TABLE 2 Experimental results
| Model name
|
Accuracy of
|
Recall rate
|
F1
|
| SVM
|
80.2%
|
53.5%
|
64.1%
|
| AttBi-LSTM
|
76.1%
|
54.7%
|
63.7%
|
| Combined model
|
88.4%
|
58.5%
|
70.4% |
Based on the same inventive concept, another embodiment of the present invention provides a network protocol entity extraction system based on small sample learning, which includes:
the model module comprises a network protocol entity extraction model constructed by the method, and the model receives a network protocol text of an entity to be extracted as input;
the fusion module is used for fusing the potential network protocol entity classifier and the network protocol entity accurate identification model to obtain the network protocol entity extraction model;
and the classification module is used for inputting the result of the network protocol entity extraction model into a classification layer for classification to obtain an entity extraction result.
Wherein the specific implementation process of each module takes part in the description of the method of the present invention.
Based on the same inventive concept, another embodiment of the present invention provides an electronic device (computer, server, smartphone, etc.) comprising a memory storing a computer program configured to be executed by the processor and a processor, the computer program comprising instructions for performing the steps of the inventive method.

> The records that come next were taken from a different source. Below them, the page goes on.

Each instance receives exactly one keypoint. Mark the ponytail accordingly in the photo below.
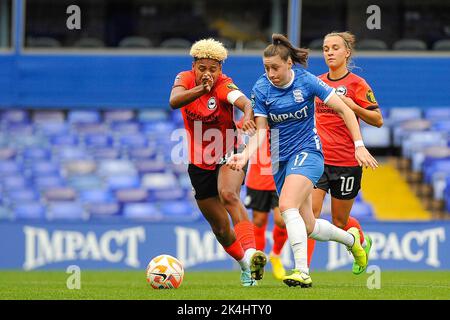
(282, 47)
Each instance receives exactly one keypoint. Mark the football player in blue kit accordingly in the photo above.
(283, 100)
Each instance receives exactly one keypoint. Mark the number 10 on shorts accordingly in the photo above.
(303, 156)
(347, 185)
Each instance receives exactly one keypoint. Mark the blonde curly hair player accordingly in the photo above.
(209, 49)
(206, 98)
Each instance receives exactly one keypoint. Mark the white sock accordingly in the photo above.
(297, 236)
(325, 231)
(247, 255)
(243, 264)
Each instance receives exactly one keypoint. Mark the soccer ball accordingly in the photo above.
(165, 272)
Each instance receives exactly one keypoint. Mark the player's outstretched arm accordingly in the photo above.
(239, 160)
(245, 105)
(369, 116)
(363, 156)
(180, 96)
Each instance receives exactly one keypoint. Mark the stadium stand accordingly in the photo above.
(84, 164)
(371, 44)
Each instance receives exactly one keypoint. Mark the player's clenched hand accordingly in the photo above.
(249, 127)
(364, 158)
(348, 101)
(237, 161)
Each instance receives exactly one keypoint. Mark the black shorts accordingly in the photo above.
(204, 182)
(261, 200)
(343, 182)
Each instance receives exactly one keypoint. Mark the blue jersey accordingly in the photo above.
(290, 111)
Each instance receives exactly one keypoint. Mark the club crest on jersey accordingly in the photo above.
(370, 96)
(212, 103)
(298, 95)
(341, 91)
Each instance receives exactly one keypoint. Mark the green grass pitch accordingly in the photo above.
(222, 286)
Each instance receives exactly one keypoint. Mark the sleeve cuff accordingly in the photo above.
(329, 95)
(233, 96)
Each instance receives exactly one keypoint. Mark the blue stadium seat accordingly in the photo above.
(177, 118)
(14, 116)
(185, 182)
(105, 154)
(117, 182)
(376, 137)
(116, 167)
(98, 140)
(64, 140)
(123, 128)
(60, 194)
(71, 153)
(132, 195)
(153, 115)
(178, 210)
(168, 194)
(96, 196)
(46, 182)
(17, 182)
(150, 166)
(80, 167)
(48, 116)
(118, 115)
(433, 166)
(133, 141)
(36, 154)
(437, 113)
(7, 154)
(404, 129)
(66, 210)
(362, 211)
(45, 168)
(142, 211)
(5, 213)
(21, 196)
(29, 210)
(159, 181)
(401, 114)
(85, 182)
(19, 129)
(53, 128)
(147, 153)
(103, 209)
(442, 126)
(9, 168)
(83, 116)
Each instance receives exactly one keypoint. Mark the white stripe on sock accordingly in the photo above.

Based on the same inventive concept, another embodiment of the present invention provides a computer-readable storage medium (e.g., ROM/RAM, magnetic disk, optical disk) storing a computer program, which when executed by a computer, performs the steps of the inventive method.

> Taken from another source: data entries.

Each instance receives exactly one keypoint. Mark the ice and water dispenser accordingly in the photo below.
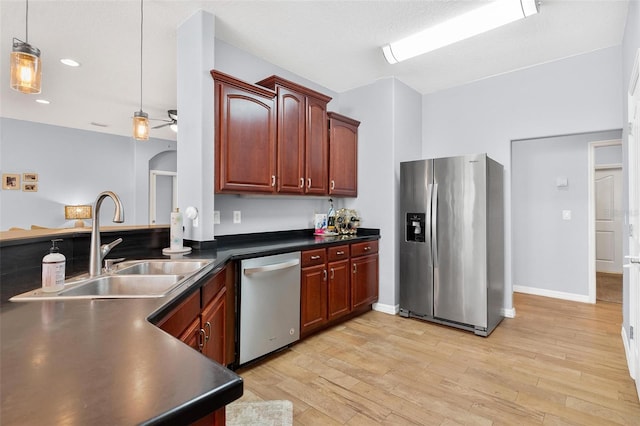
(415, 227)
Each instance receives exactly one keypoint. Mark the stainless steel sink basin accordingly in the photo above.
(125, 286)
(130, 279)
(160, 267)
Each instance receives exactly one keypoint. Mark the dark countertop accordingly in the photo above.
(104, 362)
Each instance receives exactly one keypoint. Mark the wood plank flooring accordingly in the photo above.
(556, 363)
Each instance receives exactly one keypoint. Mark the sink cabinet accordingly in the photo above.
(302, 159)
(343, 155)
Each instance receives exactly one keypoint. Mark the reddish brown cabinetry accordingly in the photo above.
(343, 155)
(333, 285)
(302, 159)
(245, 136)
(364, 274)
(205, 321)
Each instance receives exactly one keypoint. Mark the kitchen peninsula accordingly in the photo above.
(104, 361)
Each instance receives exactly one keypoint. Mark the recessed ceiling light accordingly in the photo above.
(70, 62)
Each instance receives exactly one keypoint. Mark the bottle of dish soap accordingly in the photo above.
(331, 218)
(53, 266)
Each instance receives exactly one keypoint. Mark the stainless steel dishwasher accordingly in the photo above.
(269, 304)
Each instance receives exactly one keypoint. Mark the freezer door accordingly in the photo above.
(459, 236)
(416, 268)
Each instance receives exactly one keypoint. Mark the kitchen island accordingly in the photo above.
(105, 362)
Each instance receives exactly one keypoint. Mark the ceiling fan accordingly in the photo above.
(172, 122)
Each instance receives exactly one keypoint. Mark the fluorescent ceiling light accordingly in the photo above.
(478, 21)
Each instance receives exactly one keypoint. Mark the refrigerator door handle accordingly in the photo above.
(434, 224)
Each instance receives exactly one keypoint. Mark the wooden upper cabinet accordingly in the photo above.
(301, 137)
(245, 136)
(343, 155)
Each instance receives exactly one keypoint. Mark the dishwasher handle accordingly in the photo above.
(272, 267)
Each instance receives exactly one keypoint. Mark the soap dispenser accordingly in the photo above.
(331, 218)
(53, 266)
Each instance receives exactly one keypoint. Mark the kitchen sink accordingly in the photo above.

Although specific details of the invention, algorithms and figures are disclosed for illustrative purposes, these are intended to aid in the understanding of the contents of the invention and the implementation in accordance therewith, as will be appreciated by those skilled in the art: various substitutions, changes and modifications are possible without departing from the spirit and scope of the present invention and the appended claims. The invention should not be limited to the preferred embodiments and drawings disclosed herein, but rather should be defined only by the scope of the appended claims.